I thought Alan Turing was brilliant, fascinating....and autistic. I immediately Googled, "was Alan Turing autistic" and quickly discovered there were many others who saw autistic traits in this often misunderstood genius.
There is no way to determine if Alan Turing fell somewhere on the autism spectrum, but, there were certainly a lot of traits that made me (and others) speculate. Alan was a genius in both math and deciphering and enciphering encrypted messages. He also didn't like it when his peas and carrots touched. Alan ate an apple every night before bedtime. He struggled understanding sarcasm and picking up social cue. Alan also had trouble relating to his peers, so, he had a hard time making friends. Hmmm...what would the DSM-V say?
Along with his genius IQ and his social quirks, Alan Turing was also gay at a time when being gay was not only socially unacceptable, it was against the law. As a result, Alan Turing was forced to pretend to be someone he was not in order to conform to the way society expected him to be rather than having society accept him as he was. Being a brilliant, quirky, socially awkward, gay man was not the majority, so Alan felt obligated to play The Imitation Game. Sadly, the results were tragic.
There were many times over the years I forced Ryan to try this activity or that activity because that's what "EVERYONE is doing' and by "EVERYONE" I meant the neurotypical majority. In other word, imitate the majority, do what your neurotypical peers are doing because that is what people expect, that is what people want to see, that is what makes people comfortable.
Conform, don't stand out. Be the same, don't be different. Imitate, don't be true.
Sure, I understand that Ryan needs to have good manners, learn what is appropriate and what is not, and I want him to be a successful contributing member of the neurotypicals that makes up the majority of our society, but, I also want Ryan to hold on to the essence of who he is, of who and what makes Ryan, Ryan and to never, ever feel shame for doing so.
As I felt my old friend Guilt pounding on my front door ready for her daily glass of wine, a thought occurred to me. A thought that shifted my entire way of thinking that had me re-writing this entire blog post.
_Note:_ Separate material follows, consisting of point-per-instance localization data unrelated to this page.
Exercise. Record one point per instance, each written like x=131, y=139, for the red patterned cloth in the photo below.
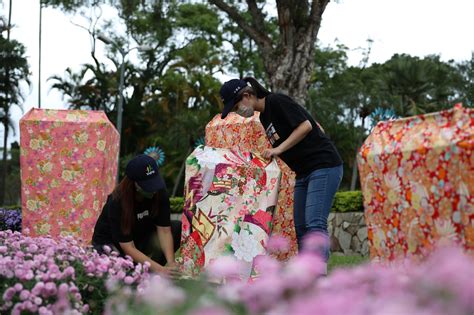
x=417, y=178
x=247, y=134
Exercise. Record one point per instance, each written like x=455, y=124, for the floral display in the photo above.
x=157, y=153
x=68, y=167
x=247, y=134
x=442, y=284
x=42, y=275
x=230, y=198
x=417, y=178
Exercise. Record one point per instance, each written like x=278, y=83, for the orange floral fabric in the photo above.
x=68, y=167
x=417, y=178
x=247, y=134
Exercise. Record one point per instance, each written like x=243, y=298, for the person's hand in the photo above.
x=269, y=153
x=171, y=271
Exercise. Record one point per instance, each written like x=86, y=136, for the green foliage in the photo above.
x=338, y=261
x=348, y=201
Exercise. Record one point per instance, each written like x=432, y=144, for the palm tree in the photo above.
x=13, y=70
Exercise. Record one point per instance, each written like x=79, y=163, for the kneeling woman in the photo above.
x=135, y=220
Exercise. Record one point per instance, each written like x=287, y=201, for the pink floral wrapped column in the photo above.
x=247, y=134
x=417, y=177
x=68, y=167
x=230, y=198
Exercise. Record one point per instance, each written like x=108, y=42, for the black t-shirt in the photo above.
x=315, y=151
x=108, y=227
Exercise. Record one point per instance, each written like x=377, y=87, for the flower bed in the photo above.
x=47, y=276
x=440, y=285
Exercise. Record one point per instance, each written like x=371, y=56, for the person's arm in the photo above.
x=166, y=242
x=295, y=137
x=139, y=257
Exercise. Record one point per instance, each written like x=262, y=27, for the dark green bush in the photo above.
x=348, y=201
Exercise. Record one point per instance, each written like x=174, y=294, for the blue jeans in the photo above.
x=314, y=195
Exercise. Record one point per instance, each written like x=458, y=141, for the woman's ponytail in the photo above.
x=260, y=91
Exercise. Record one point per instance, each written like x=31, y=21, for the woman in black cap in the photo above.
x=135, y=220
x=301, y=143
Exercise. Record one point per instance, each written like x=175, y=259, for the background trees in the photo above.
x=172, y=89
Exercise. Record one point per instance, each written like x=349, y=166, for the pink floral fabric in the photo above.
x=247, y=134
x=230, y=198
x=417, y=178
x=68, y=167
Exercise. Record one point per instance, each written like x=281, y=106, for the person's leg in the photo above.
x=299, y=205
x=322, y=186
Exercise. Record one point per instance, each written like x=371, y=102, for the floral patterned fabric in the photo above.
x=417, y=178
x=247, y=134
x=68, y=167
x=230, y=198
It's not Ryan or people living with autism who are playing The Imitation Game, it is the rest of us. We are the ones who so often spend our days imitating, not Ryan. For the most part, when the neurotypical majority is not nagging him, Ryan is confident in who he is, and he is not imitating anything or pretending to be someone he's not, while trying to conform to the majority. No, that's the rest of us.
Yes, we neurotypicals are all guilty of playing The Imitation Game and although chances are it won't cost us our lives like it did Alan Turing, it does certainly make one wonder how much better life would be if we just quit imitating. But, chances are, we won't.
Ryan has worked so incredibly hard to do what the neurotypical society expects of him in some ways, but, there is no one I know who has remained more true to who he is, who he is meant to be, and who smiles happily and proudly with that decision. I know there are days it is difficult for Ryan, I know there are days he has "mixed feelings about his ASD diagnosis", and I know there are occasional moments, where for a fleeting second he wonders what it's like to be a Jones, but, I think on most days, in most moments, Ryan could care less if he ever rolls the dice and takes a turn playing The Imitation Game.
He wins. We lose.
There was a quote from The Imitation Game movie that I believe is so profound and so true, that every time I read it, write it, or say it, I see a beautiful 13 year old boy with an amazing future. After Alan had suffered endlessly at the hands of his classmates, the Joneses who he refused to keep up with, Alan's one and only friend said,
"Sometimes it is the people no one imagines anything of, who do the things that no one can imagine."
As the tears rolled down my cheeks watching the final scenes of The Imitation Game, I found it so utterly tragic that Alan Turing was forced to play the game and tragically lose, just so others could win. I can't help but wonder what other contributions Alan would have made had society just accepted him as he was. Clearly, deciphering the encrypted Nazi code, ending a World War and saving millions of lives just wasn't enough. I wonder what is?